Translation and Language Industry Observations

One of the problems that face translators is that some words have no equivalent in other languages. This can also pose a challenge to people who are non-native speakers of a language, since second language speakers tend to process spoken language through internalized translation.

Hebrew is one of the most ancient languages in existence. But for exactly this reason, it is also one of the most evolving languages. Hebrew was pretty much a defunct language for over one thousand years and was not used anywhere in the world outside of Jewish prayer and in Talmudic literature. The Hebrew language was revived about 200 years ago by people in the Zionist movement and was a precursor to the establishment of the State of Israel in 1948. This revival necessitated the formulation of new words for things that did not exist prior to the 19th century. Today, Hebrew is spoken by over 10 million people in Israel and worldwide. Not bad for a language that was nearly dead.

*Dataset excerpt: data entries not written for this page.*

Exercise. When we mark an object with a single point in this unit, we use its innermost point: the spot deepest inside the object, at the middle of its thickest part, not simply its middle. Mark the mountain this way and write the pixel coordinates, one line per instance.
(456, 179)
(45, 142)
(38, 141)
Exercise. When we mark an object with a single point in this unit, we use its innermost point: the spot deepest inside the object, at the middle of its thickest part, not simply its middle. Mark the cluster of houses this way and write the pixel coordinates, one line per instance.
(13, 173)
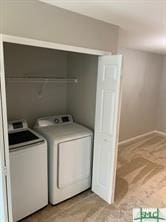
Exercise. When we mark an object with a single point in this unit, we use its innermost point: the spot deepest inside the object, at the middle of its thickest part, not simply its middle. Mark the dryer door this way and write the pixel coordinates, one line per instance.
(74, 161)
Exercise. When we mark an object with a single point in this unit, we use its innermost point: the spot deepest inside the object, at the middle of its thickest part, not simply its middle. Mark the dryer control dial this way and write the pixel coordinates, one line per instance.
(56, 120)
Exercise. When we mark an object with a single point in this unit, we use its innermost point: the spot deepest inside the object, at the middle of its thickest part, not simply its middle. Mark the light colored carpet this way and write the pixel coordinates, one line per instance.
(141, 182)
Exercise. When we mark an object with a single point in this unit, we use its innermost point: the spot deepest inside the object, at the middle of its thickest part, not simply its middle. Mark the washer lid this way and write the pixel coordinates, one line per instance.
(65, 132)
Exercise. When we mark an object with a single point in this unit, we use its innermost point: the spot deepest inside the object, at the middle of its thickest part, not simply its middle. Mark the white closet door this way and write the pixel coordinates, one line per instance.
(5, 193)
(106, 126)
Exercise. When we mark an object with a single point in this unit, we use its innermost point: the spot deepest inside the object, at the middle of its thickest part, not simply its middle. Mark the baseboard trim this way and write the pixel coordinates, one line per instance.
(138, 137)
(162, 133)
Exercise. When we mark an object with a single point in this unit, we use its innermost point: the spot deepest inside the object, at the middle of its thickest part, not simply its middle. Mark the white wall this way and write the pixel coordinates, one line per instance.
(35, 19)
(82, 96)
(141, 79)
(24, 99)
(161, 120)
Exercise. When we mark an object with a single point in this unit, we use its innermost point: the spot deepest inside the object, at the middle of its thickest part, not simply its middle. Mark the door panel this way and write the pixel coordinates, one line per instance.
(74, 161)
(5, 190)
(106, 126)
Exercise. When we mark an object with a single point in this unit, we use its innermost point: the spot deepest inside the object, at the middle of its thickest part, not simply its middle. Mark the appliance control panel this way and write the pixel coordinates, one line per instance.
(17, 125)
(54, 120)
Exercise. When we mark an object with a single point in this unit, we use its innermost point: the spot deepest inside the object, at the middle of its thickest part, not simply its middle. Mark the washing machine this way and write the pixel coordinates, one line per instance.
(69, 156)
(28, 169)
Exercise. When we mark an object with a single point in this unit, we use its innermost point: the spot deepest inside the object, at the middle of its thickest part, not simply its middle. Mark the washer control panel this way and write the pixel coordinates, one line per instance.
(17, 125)
(54, 120)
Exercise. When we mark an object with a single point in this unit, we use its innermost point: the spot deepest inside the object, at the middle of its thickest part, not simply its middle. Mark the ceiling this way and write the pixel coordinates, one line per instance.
(142, 22)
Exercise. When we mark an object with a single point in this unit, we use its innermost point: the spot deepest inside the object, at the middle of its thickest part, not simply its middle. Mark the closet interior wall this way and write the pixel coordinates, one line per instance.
(31, 100)
(81, 100)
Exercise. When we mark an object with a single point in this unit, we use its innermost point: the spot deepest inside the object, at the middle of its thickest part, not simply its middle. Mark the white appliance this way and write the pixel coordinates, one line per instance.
(70, 156)
(28, 168)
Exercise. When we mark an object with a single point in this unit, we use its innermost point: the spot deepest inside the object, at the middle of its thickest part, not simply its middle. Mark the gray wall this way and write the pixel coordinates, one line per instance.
(141, 79)
(24, 100)
(82, 96)
(161, 120)
(38, 20)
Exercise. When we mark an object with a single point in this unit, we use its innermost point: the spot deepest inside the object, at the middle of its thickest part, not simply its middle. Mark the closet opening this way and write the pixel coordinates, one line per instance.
(46, 89)
(61, 124)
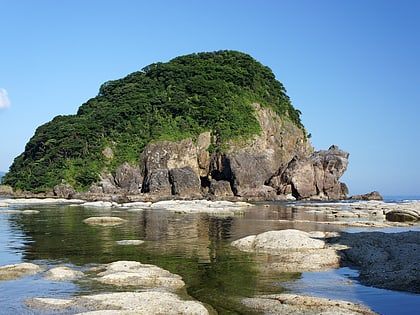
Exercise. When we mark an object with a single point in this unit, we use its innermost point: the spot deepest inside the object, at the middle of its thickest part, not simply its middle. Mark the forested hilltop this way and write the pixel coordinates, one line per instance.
(164, 101)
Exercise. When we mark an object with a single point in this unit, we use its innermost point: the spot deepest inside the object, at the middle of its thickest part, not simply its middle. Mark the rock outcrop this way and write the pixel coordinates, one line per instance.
(15, 271)
(278, 161)
(374, 195)
(299, 304)
(295, 251)
(314, 176)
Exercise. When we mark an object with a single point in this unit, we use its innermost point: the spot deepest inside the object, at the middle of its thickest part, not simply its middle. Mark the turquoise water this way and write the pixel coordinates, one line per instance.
(195, 246)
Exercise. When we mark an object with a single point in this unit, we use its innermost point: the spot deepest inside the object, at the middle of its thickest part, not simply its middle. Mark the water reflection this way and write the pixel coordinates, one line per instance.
(196, 246)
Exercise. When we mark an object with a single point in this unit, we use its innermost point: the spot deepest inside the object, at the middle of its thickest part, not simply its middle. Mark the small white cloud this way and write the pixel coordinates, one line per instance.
(4, 98)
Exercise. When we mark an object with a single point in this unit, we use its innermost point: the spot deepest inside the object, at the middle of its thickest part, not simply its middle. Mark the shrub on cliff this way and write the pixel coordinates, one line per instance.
(164, 101)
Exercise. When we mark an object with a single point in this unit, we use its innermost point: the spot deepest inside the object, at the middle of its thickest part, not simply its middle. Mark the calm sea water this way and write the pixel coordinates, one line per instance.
(195, 246)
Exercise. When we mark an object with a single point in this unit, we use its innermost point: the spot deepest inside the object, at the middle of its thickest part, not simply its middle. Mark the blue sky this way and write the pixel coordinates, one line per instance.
(351, 67)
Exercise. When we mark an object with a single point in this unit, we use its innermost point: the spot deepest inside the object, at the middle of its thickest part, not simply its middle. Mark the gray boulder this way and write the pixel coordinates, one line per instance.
(184, 181)
(128, 178)
(220, 188)
(63, 191)
(374, 195)
(158, 183)
(314, 176)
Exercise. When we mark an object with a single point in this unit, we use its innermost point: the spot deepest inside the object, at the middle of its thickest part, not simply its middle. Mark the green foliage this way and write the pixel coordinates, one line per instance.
(164, 101)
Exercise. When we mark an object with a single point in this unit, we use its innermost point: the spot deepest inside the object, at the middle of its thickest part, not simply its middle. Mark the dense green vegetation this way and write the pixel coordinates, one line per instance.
(164, 101)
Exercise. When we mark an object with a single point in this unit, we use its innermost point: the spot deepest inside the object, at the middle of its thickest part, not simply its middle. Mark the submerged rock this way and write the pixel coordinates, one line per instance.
(374, 195)
(15, 271)
(292, 250)
(130, 242)
(385, 260)
(403, 215)
(105, 221)
(275, 241)
(122, 303)
(297, 304)
(62, 274)
(133, 273)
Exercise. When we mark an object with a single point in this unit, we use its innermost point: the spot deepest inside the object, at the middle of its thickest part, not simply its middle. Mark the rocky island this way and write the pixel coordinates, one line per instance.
(208, 124)
(202, 134)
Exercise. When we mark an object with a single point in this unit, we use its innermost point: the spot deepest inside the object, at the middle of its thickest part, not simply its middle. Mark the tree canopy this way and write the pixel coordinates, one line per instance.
(211, 91)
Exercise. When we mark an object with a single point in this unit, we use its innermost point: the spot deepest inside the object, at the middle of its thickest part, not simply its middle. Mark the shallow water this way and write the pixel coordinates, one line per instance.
(195, 246)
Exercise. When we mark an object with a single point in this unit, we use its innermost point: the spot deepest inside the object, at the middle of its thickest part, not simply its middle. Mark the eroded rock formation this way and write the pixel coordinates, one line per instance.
(279, 161)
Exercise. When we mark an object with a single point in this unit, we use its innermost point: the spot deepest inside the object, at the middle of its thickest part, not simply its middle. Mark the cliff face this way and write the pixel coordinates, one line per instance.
(277, 163)
(248, 138)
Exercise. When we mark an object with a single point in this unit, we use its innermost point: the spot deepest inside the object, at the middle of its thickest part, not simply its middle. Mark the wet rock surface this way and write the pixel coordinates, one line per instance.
(122, 303)
(291, 250)
(298, 304)
(15, 271)
(133, 273)
(62, 274)
(158, 286)
(385, 260)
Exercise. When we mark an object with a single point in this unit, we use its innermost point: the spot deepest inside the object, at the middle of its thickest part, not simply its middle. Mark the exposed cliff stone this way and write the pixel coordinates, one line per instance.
(158, 182)
(159, 158)
(184, 181)
(248, 165)
(63, 191)
(128, 178)
(316, 175)
(278, 161)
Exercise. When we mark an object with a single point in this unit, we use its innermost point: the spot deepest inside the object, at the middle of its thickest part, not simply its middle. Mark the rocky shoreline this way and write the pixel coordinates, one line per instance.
(384, 260)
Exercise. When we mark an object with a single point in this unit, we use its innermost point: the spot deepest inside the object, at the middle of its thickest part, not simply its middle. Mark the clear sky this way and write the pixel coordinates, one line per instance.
(351, 66)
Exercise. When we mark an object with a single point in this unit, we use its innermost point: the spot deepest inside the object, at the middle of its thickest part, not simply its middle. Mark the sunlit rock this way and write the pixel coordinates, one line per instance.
(298, 304)
(62, 274)
(11, 272)
(104, 221)
(133, 273)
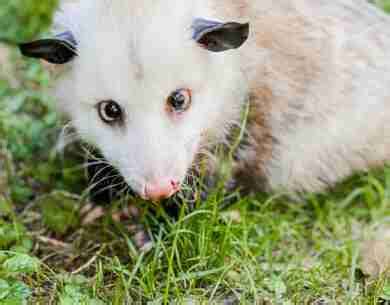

Here is a list of ten Hebrew words which have no equivalent in the English language.

1. Firgun (פירגון)

This word expresses a feeling of satisfaction that someone takes in the success of others. So if someone buys a 10 Million dollar house, has a fancy car, or lives an otherwise charmed existence then someone who is a true friend would express Firgun. This word is inflected using standard Hebrew grammar rules.

2. Aguna (עגונה)

An Aguna refers to a woman whom the whereabouts of her husband are unknown. This is a dire predicament, as it prevents the woman from getting married. According to Jewish law, unless there is clear proof that the husband is dead, the woman remains legally married and is prohibited from marrying another man. In Israel, a country with a history of military conflicts, the existence of Agunot (plural form of Aguna) is painfully high.

3. Noo (נו)

While not really a word, Nu is an expression deeply seeded in the history of the Jews and especially in the Yiddish language. And the meaning of Noo changes depending on the cadence and intonation. Noo! in a loud and angry voice could mean do this now! or get the hell out of here. Noo? as a question could mean what is going to happen? or will you do it? Noo-noo in the double form can mean I told you so or Duh. Noo is a very expressive and satisfying form of speech and is integral to spoken Hebrew.

4. Halevay (הלוואי)

Halevay can mean I wish or I hope, as in Halevay that the Yankees will win today. It can also mean if only, as in Halevay that you would been with me yesterday.

5. Nachs (נאחס)

This word has Arabic roots. It describes a person who brings great misfortune by his or her very being. Calling someone a Nachs is to describe a particularly vile person. Nachs is also used to describe a very miserable time or situation. As in this is most nachs day I remember in a long time.

6. Kolboinick (כלבויניק)

Kolboinik

This word thankfully has no translation into English. Because it is a pretty revolting concept. In Israeli greasy spoon restaurants, like Felafel shops, a miniature garbage can is placed at the center of the table. People will typically throw refuse into the kolbinik like used napkins, olive pits, leftover food. The word kolbinik can also be used to describe a versatile person, a jack of all trades.

7. Shotef+ (+שוטף)

This is another word which thankfully has no translation into English. It is used by companies to describe payment terms for goods or services. Shotef+ means wait until the end of the month and then start counting days. So if the term is Shotef+60 and your company submitted an invoice on January 10, you will only get paid on March 30. Many Israeli business people have become cynical of this practice, as it may indicate insolvency on the part of the company who is paying.

8. Kasach (כסאח)

This word means exertion of force. If someone says I will lekaseach you, they usually mean that they will kick your ass (or at least try to).

9. Cholera (חולירע)

This word is a transliteration of the term used for the cholera infection. But in everyday use it means something entirely different. Calling someone a cholera is the equivalent of saying that the person is an a$$hole, a scumbag. Don’t call someone this to their face unless you are looking for a fight.

10. Tevaleh (תבלה)

This word means have a good time. But if you just bought a pair of new shoes or boots and and a Hebrew speaker says Tevaleh, it means that they are congratulating you on your new purchase. Another similar word is Titchadesh (תתחדש), which means enjoy your new purchase. Tevaleh however is only used for new shoes.

11. Lirvaya (לרוויה)

This is what you would tell a person before she/he takes a drink of water. It roughly translates into may your thirst be quenched. People may recognize this word from Psalm 23:5. כוסי רוויה means my cup overflows.